Bremsen und.....noch irgendetwas anderes, das würde er bei Fahrzeugen nie selber machen. Sagte dereinst ein entfernter Grossonkel beim Kaffeetrinken. Ich schon, immer. Erwiderte ich. Die Teile wären einfach zu wichtig, um es Normarbeitszeit von einer Werkstatt erledigen zu lassen.
Nun fahren wir ja auch Motorrad, und man hat die Bremsanlage eigentlich immer gut im Blickfeld. Seit einiger Zeit war klar: beim nächsten Wartungsintervall sind nicht nur die Belege fällig, sondern auch die Bremsscheiben müssen erneuert werde. In den vergangenen Wochen habe ich mich deshalb schon nach den passenden Teilen umgesehen, irgendwann lag alles im Regal und gestern sollte es dann zur Sache gehen.

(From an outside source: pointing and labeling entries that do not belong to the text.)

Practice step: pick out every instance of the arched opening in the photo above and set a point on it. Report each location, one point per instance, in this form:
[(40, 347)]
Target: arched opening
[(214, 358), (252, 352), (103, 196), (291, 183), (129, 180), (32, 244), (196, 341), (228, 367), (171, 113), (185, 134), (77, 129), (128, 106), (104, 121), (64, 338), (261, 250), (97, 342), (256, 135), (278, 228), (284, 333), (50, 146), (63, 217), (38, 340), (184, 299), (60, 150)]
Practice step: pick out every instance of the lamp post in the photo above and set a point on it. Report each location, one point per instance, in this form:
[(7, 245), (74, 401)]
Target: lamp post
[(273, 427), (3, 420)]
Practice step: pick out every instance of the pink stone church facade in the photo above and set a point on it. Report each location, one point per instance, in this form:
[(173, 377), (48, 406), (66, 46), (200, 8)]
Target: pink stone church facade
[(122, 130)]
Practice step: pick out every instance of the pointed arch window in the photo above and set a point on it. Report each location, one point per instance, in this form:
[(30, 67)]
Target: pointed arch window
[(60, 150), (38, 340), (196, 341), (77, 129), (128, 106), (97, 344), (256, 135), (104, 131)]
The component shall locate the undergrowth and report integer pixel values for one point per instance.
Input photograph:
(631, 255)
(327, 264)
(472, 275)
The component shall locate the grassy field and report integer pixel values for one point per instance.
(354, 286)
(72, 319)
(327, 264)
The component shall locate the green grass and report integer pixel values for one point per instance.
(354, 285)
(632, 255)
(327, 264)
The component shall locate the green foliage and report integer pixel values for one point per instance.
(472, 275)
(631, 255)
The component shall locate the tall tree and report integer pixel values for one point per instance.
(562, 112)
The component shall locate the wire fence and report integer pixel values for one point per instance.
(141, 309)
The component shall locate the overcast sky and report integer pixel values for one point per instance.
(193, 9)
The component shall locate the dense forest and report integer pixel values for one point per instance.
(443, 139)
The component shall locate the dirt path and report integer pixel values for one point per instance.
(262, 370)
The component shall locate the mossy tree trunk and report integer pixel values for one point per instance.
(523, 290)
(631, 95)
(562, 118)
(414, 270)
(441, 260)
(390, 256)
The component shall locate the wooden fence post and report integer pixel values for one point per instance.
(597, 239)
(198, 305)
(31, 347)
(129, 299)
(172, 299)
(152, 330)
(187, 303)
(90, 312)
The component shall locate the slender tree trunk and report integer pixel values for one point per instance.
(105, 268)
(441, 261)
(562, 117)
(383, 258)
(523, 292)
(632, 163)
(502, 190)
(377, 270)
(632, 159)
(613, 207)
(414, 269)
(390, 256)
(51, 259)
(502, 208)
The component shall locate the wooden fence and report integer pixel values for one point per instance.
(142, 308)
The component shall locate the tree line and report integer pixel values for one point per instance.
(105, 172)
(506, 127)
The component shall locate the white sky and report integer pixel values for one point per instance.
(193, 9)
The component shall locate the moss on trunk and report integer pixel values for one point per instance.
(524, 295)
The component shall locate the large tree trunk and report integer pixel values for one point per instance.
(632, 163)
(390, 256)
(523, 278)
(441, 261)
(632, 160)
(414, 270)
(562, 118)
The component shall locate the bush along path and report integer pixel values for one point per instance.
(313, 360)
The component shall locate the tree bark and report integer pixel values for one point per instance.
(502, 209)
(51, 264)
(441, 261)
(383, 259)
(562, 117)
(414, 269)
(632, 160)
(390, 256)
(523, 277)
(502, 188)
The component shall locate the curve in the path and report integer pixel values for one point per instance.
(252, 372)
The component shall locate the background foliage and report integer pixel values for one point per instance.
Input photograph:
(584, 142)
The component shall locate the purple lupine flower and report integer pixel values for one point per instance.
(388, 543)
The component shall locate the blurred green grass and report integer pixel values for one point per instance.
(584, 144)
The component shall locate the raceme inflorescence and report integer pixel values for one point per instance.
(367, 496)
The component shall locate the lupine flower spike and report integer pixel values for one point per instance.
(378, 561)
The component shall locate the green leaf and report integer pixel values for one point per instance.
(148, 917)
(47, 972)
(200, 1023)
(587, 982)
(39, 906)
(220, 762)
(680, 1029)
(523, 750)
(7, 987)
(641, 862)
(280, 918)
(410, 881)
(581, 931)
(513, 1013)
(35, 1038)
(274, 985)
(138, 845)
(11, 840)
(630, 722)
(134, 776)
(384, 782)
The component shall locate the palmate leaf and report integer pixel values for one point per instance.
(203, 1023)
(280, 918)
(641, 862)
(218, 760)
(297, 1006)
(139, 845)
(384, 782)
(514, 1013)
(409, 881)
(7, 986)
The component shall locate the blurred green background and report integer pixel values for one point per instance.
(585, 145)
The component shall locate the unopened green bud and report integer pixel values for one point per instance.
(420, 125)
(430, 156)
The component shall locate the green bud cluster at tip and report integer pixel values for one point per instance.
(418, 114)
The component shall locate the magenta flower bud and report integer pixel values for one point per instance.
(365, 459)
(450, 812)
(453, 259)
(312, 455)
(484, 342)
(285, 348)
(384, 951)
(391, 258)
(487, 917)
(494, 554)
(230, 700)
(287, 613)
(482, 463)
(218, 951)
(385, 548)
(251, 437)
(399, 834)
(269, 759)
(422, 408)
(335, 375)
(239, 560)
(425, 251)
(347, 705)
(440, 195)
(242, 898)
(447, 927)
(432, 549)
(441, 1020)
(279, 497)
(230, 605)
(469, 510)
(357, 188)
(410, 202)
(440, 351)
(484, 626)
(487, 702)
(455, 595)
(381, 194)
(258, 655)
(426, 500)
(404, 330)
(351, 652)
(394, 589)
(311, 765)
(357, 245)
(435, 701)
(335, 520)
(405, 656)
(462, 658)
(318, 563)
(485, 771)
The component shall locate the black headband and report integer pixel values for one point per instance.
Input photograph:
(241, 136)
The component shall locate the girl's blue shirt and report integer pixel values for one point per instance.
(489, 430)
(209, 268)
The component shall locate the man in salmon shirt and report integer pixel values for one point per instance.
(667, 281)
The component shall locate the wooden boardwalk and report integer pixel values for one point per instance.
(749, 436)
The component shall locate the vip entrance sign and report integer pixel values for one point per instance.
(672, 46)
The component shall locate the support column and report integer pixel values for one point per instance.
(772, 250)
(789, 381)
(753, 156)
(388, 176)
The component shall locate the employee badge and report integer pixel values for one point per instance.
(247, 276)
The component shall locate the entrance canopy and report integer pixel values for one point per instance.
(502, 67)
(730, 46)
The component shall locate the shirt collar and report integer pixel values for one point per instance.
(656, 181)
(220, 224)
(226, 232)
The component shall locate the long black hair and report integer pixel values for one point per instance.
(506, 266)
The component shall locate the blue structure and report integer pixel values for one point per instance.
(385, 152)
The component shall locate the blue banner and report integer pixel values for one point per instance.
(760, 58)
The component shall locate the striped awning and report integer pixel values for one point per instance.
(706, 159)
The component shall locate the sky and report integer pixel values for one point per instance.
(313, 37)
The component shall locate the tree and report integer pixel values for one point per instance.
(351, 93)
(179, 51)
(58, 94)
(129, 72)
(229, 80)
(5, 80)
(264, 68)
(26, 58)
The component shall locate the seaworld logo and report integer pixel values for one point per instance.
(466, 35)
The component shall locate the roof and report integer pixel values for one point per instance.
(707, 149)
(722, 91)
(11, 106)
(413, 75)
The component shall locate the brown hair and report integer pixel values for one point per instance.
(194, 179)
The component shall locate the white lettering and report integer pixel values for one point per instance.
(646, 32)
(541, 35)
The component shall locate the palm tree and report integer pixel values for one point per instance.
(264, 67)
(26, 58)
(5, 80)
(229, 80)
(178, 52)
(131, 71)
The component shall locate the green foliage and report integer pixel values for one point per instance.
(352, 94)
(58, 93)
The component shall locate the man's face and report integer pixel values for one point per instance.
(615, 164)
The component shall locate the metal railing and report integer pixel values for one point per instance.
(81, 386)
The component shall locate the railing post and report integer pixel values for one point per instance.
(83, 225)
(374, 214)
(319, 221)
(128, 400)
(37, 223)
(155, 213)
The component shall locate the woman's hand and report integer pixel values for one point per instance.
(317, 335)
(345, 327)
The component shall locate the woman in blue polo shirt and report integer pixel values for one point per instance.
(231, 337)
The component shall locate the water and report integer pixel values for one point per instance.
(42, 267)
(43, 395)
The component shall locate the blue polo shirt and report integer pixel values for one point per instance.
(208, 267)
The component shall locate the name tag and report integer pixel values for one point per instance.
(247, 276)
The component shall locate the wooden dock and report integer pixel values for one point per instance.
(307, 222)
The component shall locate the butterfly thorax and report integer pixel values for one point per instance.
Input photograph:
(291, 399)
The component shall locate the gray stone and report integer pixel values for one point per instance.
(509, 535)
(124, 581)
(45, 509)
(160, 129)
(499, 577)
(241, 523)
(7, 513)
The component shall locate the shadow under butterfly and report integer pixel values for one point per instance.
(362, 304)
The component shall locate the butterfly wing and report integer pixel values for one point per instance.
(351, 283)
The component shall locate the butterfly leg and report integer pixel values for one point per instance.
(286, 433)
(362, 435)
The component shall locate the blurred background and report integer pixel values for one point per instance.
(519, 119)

Der erste Weg, führt wie so oft bei Arbeiten am Motorrad, in den Getränke Fachmarkt. Diesmal fiel die Wahl nicht auf Krombacher-Elf, sondern auf Schöfferhofer Weizenbier. Diese „halben“ Bierkisten passen nämlich nahezu perfekt unter die Krümmerrohre, und verhelfen so Motorrädern mit ausgebauten Vorderrädern während der Arbeitsphase zu verbesserter Standfestigkeit.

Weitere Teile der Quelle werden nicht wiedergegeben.